Engagement/Disengagement of Hosts

In a mobile environment, changes in connectivity among hosts are a normal occurrence as components move in and out of range of one another. The sets of connected hosts form dynamic communities which in Lime share their tuple spaces. The process of a host coming into range is referred to as engagement while the departure of a host is referred to as disengagement. Both engagement and disengagement are atomic. In other words, all hosts see the change of system configuration in the same order. During engagement, all misplaced tuples whose destination agent is now present are migrated to that destination. On disengagement, no tuples need to be migrated because they are already co-located with the agent responsible for them.

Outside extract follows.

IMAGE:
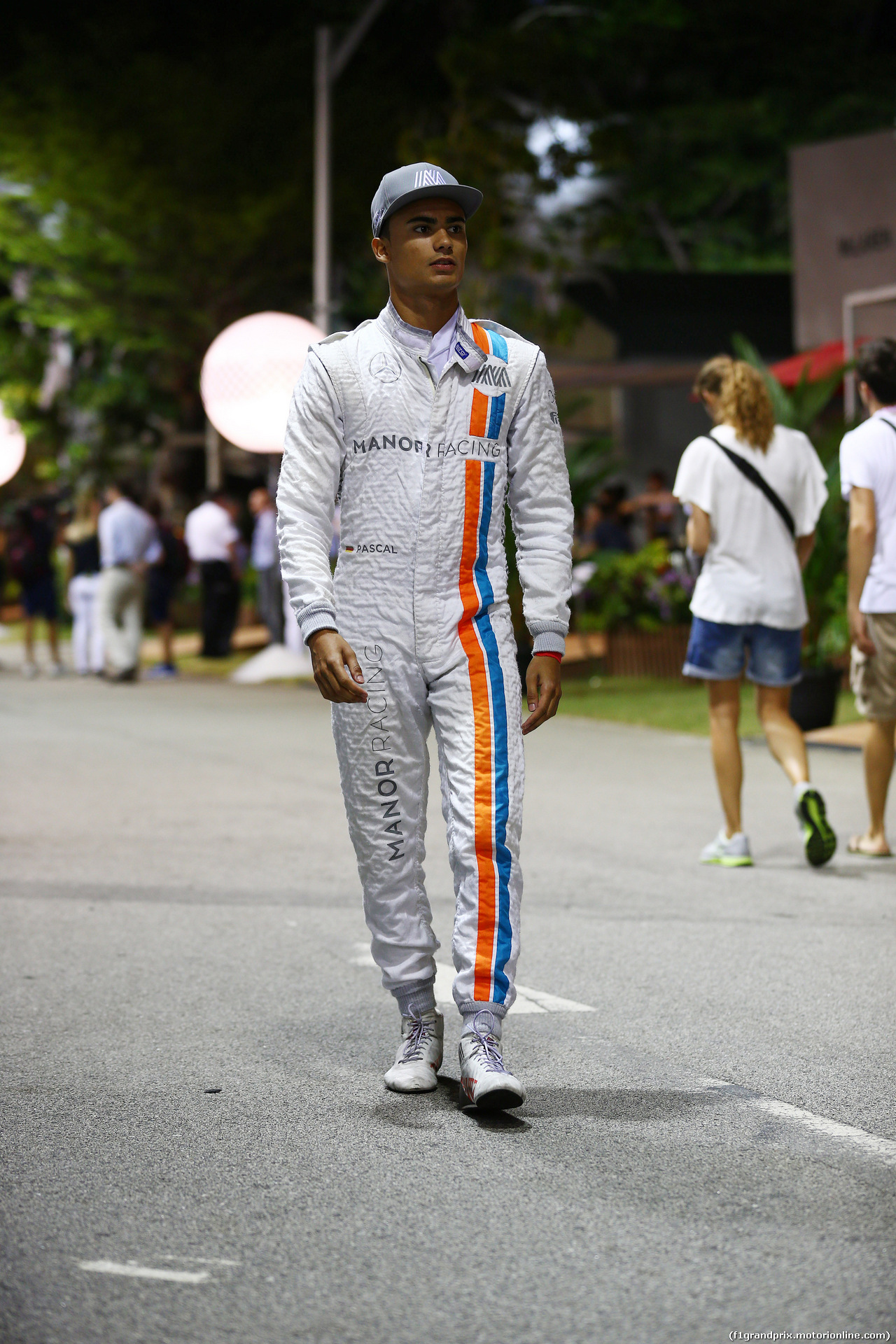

In Lime, we refer to a set of connected components as a group, and allow group-to-group engagement (i.e., the merging of two groups) as well as group-from-group disengagement (i.e., the partitioning of a single group into two). This is a slight departure from version 1.0 of Lime, which only allowed a single host to join or leave an existing group.

Lime 1.1 supports two forms of group management: beacon and safe distance.

Reacting to Changes in Context

Mobility enables a highly dynamic environment, where reaction to change constitutes a major fraction of the application design. In principle, Linda's in(p) provides some degree of reactivity by allowing an application to wait for a tuple, and then perform an action. Nevertheless, in practice this solution has a number of well-known drawbacks that are a consequence of the Linda perspective that expects agents to poll proactively and synchronously the context for new events, rather than to specify the actions to be executed reactively and asynchronously upon occurrence of an event.

Lime extends tuple spaces with a notion of reaction. A reaction is defined by a method to be executed when a tuple matching a specific pattern is found in the tuple space. The semantics of reactions are based on Mobile UNITY reactive statements, which all reactive statements are grouped to form a single reactive program. After each tuple space operation, the reactive program is run to fixed point. When no more matching tuples are found for any registered reaction, normal processing of tuple space operations resumes. Thus, reactions are executed atomically after each non-reactive statement. These semantics offer an adequate level of reactivity because all registered reactions are executed before the next regular tuple space operation executes.

Reactions are annotated with location parameters with the same meaning as previously defined for in(w,l,p) and rd(w,l,p). However, these so-called strong reactions are not allowed over federated tuple spaces; in other words, the current location field must always be specified and must be local to the subscriber. The reason for this lies in the constraints introduced by physical mobility. If multiple hosts are present, the content of the federated tuple space is physically distributed among them. Maintaining the atomicity and serialization requirements of reactive statements would require a distributed transaction encompassing several hosts for every tuple space operation at any host---an impractical solution.

For these reasons, Lime provides also a notion of weak reaction. Weak reactions are used primarily to detect changes to portions of the global context that involve remote tuple spaces, such as those over the federated tuple space. In this case, the host where the pattern is successfully matched against a tuple, and the host where the corresponding action is executed are different. Processing of a weak reaction proceeds as in the case of strong reactions, except that the execution of the reactsTo method does not happen synchronously with the detection of a tuple matching. Instead, it is guaranteed to take place eventually, if connectivity is preserved. The ability to specify a weak reaction on the whole federated tuple space is an extremely powerful programming tool, as it allows the programmer to describe once and for all the actions to be performed in response to a given event, independent of any changes in the system configuration.